Formulas used comply with accounting rules / theory…

Question is - which FY length is used for depreciation calculation in Navision and the “other compared systems”?

Depending on setup, Navision can use both 12m * 30days = 360 days per year and Calendar year. Check if you are comparing equal methods.

Thank-you, I understand the FY choices and that is not the problem. I am looking for the precise generic formula used by NAV for each of the defined Depreciation methods. Something comparable to: (Purchase Price minus Salvage Value) divided by … etc.

I need to know all of the small considerations and the precise fields that NAV has included in the calculation. Thanks for any assistance anyone can offer

I am afraid, but there is no simple formula for this in the NAV.

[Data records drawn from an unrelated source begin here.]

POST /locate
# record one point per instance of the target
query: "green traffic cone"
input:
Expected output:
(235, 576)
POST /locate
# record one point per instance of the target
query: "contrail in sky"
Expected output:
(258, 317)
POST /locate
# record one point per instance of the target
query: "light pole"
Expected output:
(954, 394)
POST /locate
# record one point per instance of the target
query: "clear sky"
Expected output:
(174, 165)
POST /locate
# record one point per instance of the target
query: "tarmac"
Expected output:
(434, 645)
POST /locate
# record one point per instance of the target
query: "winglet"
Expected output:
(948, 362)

Depreciation base is being calculated based on FA Ledger Entries, filtered on fields “Part of Depreciable Basis” and “Part of Book Value”

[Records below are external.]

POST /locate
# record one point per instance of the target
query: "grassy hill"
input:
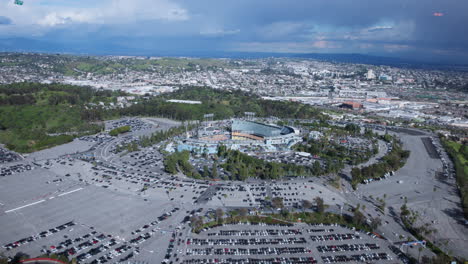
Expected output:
(37, 116)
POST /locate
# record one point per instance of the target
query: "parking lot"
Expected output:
(286, 243)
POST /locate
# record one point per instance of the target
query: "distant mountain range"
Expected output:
(97, 48)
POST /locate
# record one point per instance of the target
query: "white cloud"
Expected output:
(105, 12)
(219, 32)
(284, 29)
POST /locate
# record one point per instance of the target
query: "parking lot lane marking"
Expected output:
(21, 207)
(62, 194)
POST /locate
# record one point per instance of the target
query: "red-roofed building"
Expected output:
(352, 105)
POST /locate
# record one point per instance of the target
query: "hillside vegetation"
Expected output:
(223, 104)
(38, 116)
(459, 155)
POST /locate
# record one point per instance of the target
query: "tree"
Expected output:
(196, 222)
(375, 223)
(219, 215)
(320, 205)
(277, 202)
(214, 171)
(243, 212)
(358, 218)
(306, 204)
(316, 168)
(206, 172)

You can set up whether “Part of Depreciable Basis” in the set up - Administration → Application → Financial Management → Depreciation Books → field “Part of Depreciable Basis” . Check mark in this field indicate whether Fa Ledger Entry of this type is being considered as a part of depreciable basis.

Different depreciation methods are being calculated based on different algorithms.

Examples - Straight line depreciation:

a) based on depreciation period

Depreciation Amount = ((Book value - Salvage Value) * Number of Depreciation Days) / Remaining Depreciation Days

b) based on fixed yearly percentage

Depreciation Amount = (Straight-Line % * Depreciable Basis * Number of Depr. Days) / (100 * 360)

c) based on fixed yearly amount

Depreciation Amount =(Fixed Depreciation Amount * Number of Depreciation Days) / 360

As I said, there is no generic formula for this calculation.

This is a much better answer for me and I realize that the formulae are not simple but can be quite complex. That is the level I am seeking because of our small differences that we cannot reconcile using conventional approaches. We would like to know all of the elements included in these caluculations so that we can resolve our differences. This answer is a big step towards what we are seeking. As I suggested early on, this may best be answered by a technical document or whitepaper from Microsoft. ANy insights along existing published documentation?